Aronie’s belief in the program is so firm that he supports its implementation pro bono, outside of his work as lead consent decree monitor.

“I believe the EPIC program will be essntial to changing the NOPD and making sure that those changes remain in place after the consent decree has been satisfied,” says Judge Morgan. “This initiative would never have happened without Jonathan’s inspiration and his determination to see it through.”

Finding the “magic formula” for change

Although Aronie admits impatience with the pace of progress during his first year as lead monitor, he says the process is now one of cooperation and commitment to reform.

“We have an active judge, a police department leadership team that is now truly committed to reform, a monitoring team that wants to ‘roll in the same direction’ with the police department, rather than be in conflict, and a Department of Justice team that also wants to work cooperatively with the police department,” he says.

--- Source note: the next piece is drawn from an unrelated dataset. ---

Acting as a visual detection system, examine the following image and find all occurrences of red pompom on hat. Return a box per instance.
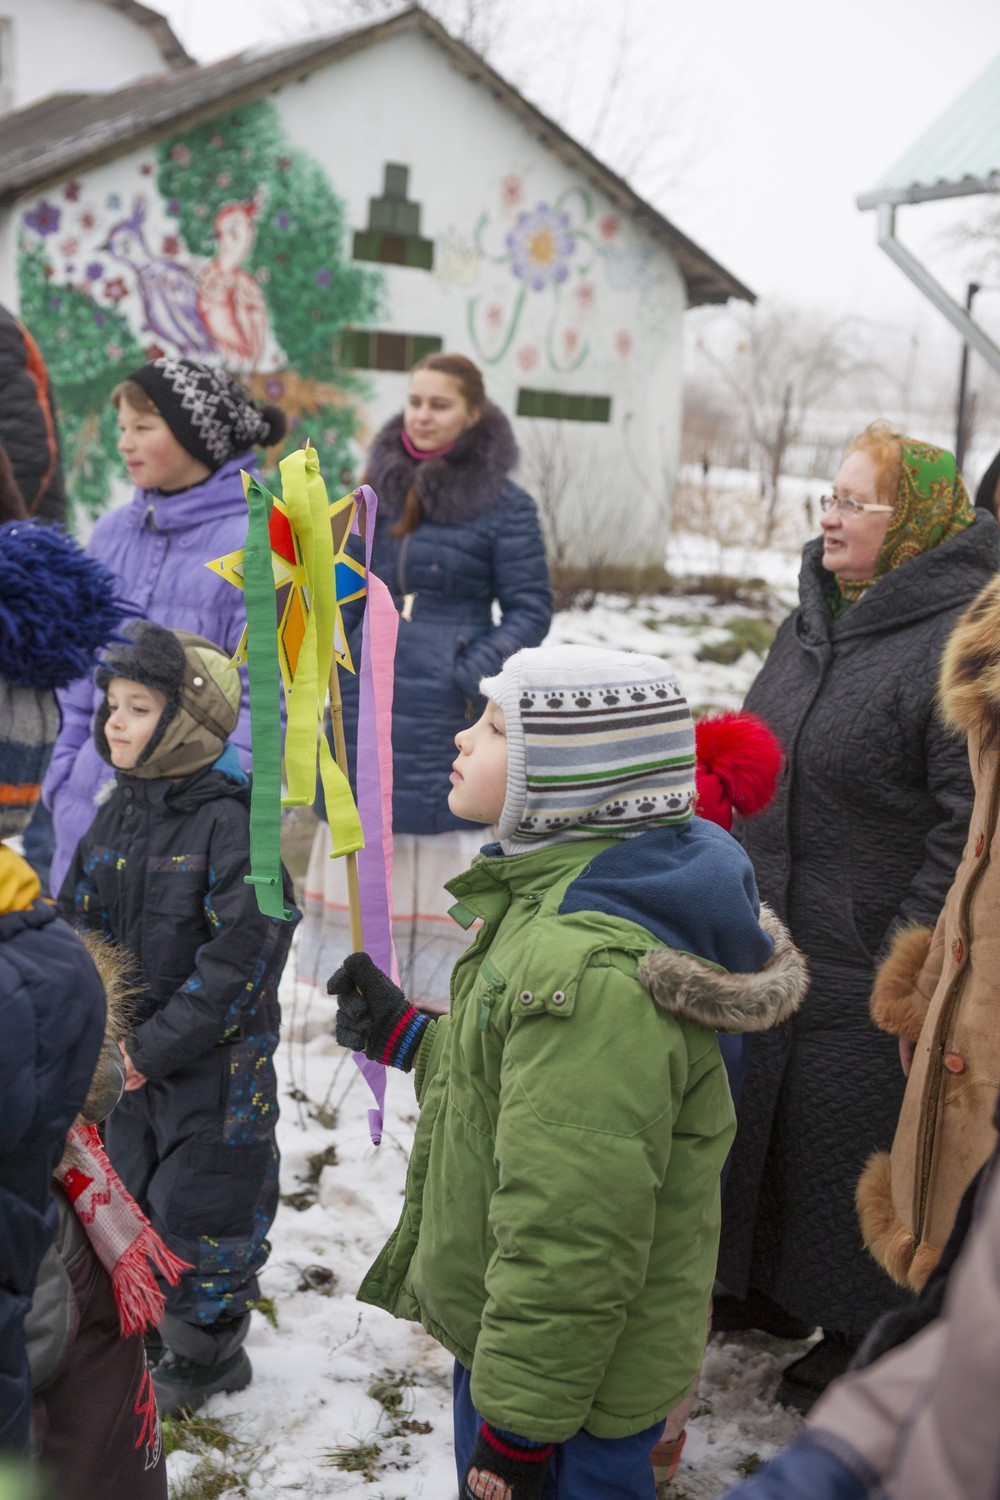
[695,710,783,831]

“I think one of the key takeaways in these situations is that institutional and cultural change is very difficult. But it happens when the local community and the local government and the federal government and the monitor and the judge all work together. That really seems to be the magic formula.”

Judge Morgan gives Aronie tremendous credit for bringing about change. “As a citizen of New Orleans, I am proud of the progress that our police department has made over the last few years,” she says. “As the Department of Justice acknowledged at our last public hearing, the NOPD is now setting an example for other departments. This is quite an astonishing change and one that Jonathan and his team can be proud of, as am I.”

“Do one thing every day that scares you”

Aronie admits that taking on a project of the scope of the police monitorship is “not something that I ever saw myself doing early on.” He is grateful, he says, for the models of public service he saw in several of his law professors, such as that of James Coleman and Theresa Newman, who were deeply involved in death penalty and wrongful convictions work, and H. Jefferson Powell and Christopher Schroeder, who served at high levels of the executive branch during the Clinton administration.

“I am so thankful to them and others for leading me to be in a place where I can be a corporate lawyer, I can be a co-managing partner, and yet I can still see the importance of public interest work.”

Writing in the September issue of The Federal Lawyer, Aronie urged lawyers to periodically take on projects that take them out of their comfort zone. He began his essay with a quote from Eleanor Roosevelt: “Do one thing every day that scares you.”

“I love my practice,” he says, “but every once in a while, it’s helpful to say, ‘If I want to stay sharp, if I want to continue to better myself and my practice and my skills, I need to do something new.' Although this project is scary and risky, I wouldn’t trade it for the world. And I’ll tell you, it’s made me a better corporate lawyer. After holding public meetings, there is not a boardroom in the world that can frighten me.”